ROB LEININGER – January Cold Kill. Gabrielle Johns #1. CreateSpace, softcover, 2014. Also available on Kindle.

   Who knew that it snows all the time in Reno in January? Two to three inches at a time. Maybe more. It doesn’t interfere in any way with Gabbi’s latest case, though; it only provides an interesting backdrop to it, which involves an old school friend, Ashley Dinsmore, who’s being stalked in a very unusual way.

   To wit: he has pictures of her in a, shall we say, a very compromising way. What he wants, though, is not at all clear. Blackmail? Not a hint of it. Instead, he calls her on the phone and more, follows her around everywhere she goes, and all the while declaring his undying love for her.

   Gabbi herself is as much a part of the story as the puzzle itself. She is a statuesque blonde former showgirl who for a while was an assistant to her former father-in-law who is a PI (her name is still on the door). But even though while doing so she discovered a knack of picking locks, she is now a professional gambler and doing quite well at it. She can’t turn down an old school friend, though, especially with such a strange case to work on.

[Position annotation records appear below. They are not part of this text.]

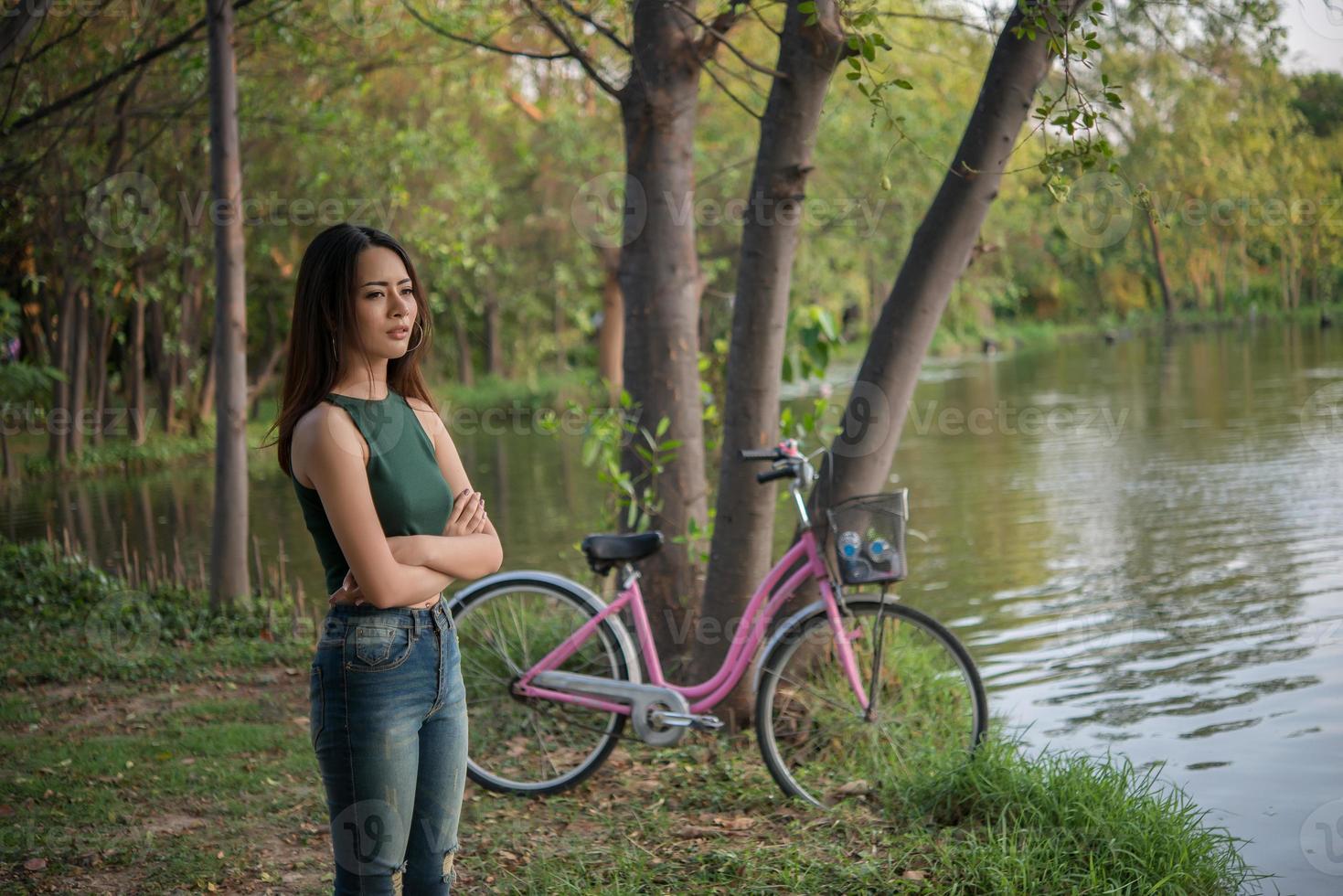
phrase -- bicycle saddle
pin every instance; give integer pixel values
(601, 549)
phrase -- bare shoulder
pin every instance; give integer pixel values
(320, 429)
(432, 422)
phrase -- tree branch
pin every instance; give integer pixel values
(716, 32)
(567, 39)
(606, 31)
(88, 91)
(483, 45)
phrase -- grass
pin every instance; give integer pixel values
(182, 763)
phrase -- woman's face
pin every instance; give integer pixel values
(384, 303)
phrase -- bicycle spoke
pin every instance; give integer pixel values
(819, 743)
(535, 743)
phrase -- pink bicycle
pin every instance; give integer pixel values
(852, 692)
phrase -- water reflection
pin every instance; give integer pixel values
(1139, 543)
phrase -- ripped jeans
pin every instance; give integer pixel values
(387, 718)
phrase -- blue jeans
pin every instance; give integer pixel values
(387, 718)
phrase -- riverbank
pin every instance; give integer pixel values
(552, 389)
(155, 747)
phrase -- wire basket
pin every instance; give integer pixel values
(868, 534)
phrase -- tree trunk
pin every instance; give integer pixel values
(741, 554)
(612, 337)
(229, 577)
(465, 366)
(60, 357)
(1159, 269)
(162, 361)
(660, 283)
(861, 455)
(493, 346)
(78, 371)
(136, 363)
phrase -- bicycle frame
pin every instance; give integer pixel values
(744, 641)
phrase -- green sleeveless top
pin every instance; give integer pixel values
(409, 489)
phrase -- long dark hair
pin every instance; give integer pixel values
(324, 311)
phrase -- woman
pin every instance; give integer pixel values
(395, 520)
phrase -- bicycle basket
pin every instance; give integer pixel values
(868, 534)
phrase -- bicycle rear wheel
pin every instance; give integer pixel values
(523, 744)
(928, 704)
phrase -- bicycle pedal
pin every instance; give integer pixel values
(687, 720)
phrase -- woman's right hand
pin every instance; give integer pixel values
(467, 513)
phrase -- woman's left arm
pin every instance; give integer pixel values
(464, 557)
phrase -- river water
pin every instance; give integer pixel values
(1140, 544)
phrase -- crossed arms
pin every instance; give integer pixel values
(400, 570)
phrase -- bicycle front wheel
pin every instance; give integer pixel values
(927, 704)
(524, 744)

   Gabbi tells her own story, and quite wittily too. From the 77% point on my Kindle:

   I had dinner with Bill. I brought over wine and French bread and he cooked. Spaghetti. Once, in an adventurous mood or in a never-to-be-repeated fit of optimism, I tried to cook spaghetti. It congealed into a noodly-looking gray mass that might have had industrial or scientific significance, I threw it out anyway, missing out on my one and only chance at a Nobel Prize.    

   The story zips along in fine fashion, with Gabbi using a small crew of geriatric friends to come along whenever she needs backup. Until the end, that is, that takes ever so long to tie up what ends up being a very complicated case, as told by the killer who has to go into considerable detail to explain everything. I think if I were a killer, and I had the detective who is onto me all trussed up with duck tape, I’d just add her to my list of victims, right then and there.

   I’d still read another of Gabbi’s adventures, though — there are, after all, eleven months yet to go — but for reasons not known to me, there never was another one.